Know Your Alphabet: Conformational Noise, Latent-Space Encodings, and the Future of Structural Phylogenetics
Know Your Alphabet: Conformational Noise, Latent-Space Encodings, and the Future of Structural Phylogenetics
Schmid, M.; Liu, Y.; Malik, A. J.; Ascher, D.
AbstractStructural alphabets have transformed protein phylogenetics by enabling sequence-style alignment and maximum-likelihood inference to be applied directly to structural data. However, a coordinate-explicit alphabet, in which character states are derived from three-dimensional atomic positions, encodes not only evolutionary signal but also the conformational variability inherent to protein structure. This source of noise has not previously been quantified in a phylogenetic context, and no framework exists for comparing alphabets with respect to their conformational sensitivity. Here, we introduce the Normalised Noise Index (NNI), a Shannon entropy-based metric for quantifying conformational sensitivity in structural alphabet encodings, and apply it alongside ensemble-wide Robinson--Foulds (RF) variance as a framework for characterising the impact of conformational noise on phylogenetic inference. Across 3,749 single-chain NMR ensembles from the Protein Data Bank, we show that 3Di character variability is a pervasive feature of experimentally observed conformational spread, with NNI negatively correlated with within-ensemble structural stability. A 100 ns molecular dynamics simulation of myoglobin confirmed that thermal fluctuations alone are sufficient to generate comparable 3Di character variation and, in 2.9% of cases, to redirect maximum-likelihood tree search away from the expected topology in a 4-taxon globin benchmark with independently established relationships.

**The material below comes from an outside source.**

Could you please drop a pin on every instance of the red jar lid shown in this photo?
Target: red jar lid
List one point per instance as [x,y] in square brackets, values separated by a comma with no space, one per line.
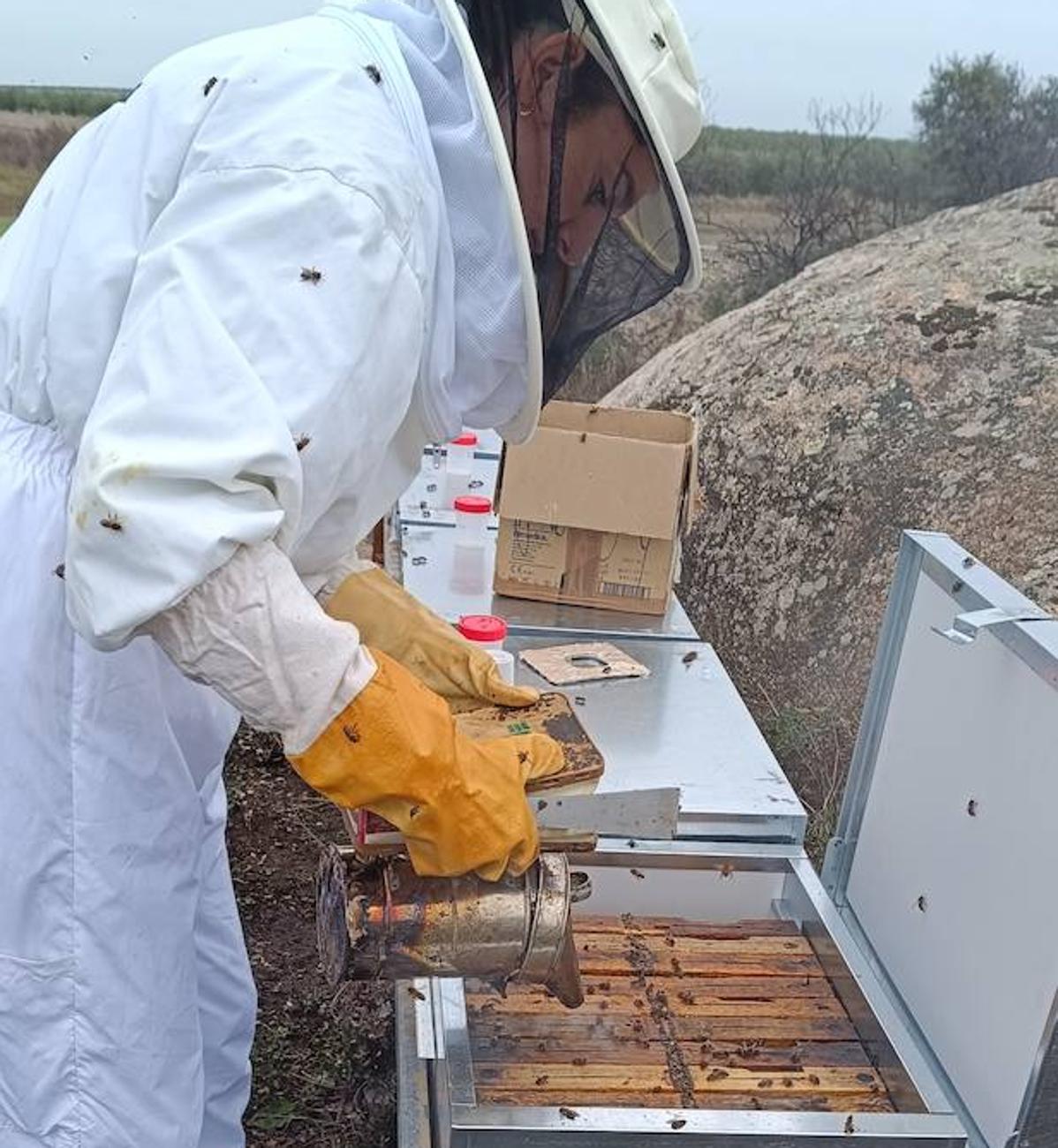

Exhaustive enumeration of 4,800 conformational replicates across three NMR ensembles revealed that topological variance under 3Di encoding is approximately 1.7-fold greater than under structural distance, based on 11,517,600 pairwise RF comparisons, a source of uncertainty invisible to standard bootstrap analysis. By contrast, TEA, a sequence-derived structure-aware alphabet inferred from ESM-2 embeddings rather than directly from atomic coordinates, is insulated from conformational sampling by construction and yields zero topological variance across all conformational replicates, serving here as a noise-insulated reference rather than a proposed replacement for 3Di. Together, these results demonstrate that alphabet choice is a methodological variable in structural phylogenetics, and that the NNI metric and RF variance framework introduced here provide a practical basis for principled noise characterisation as new structural alphabets continue to emerge.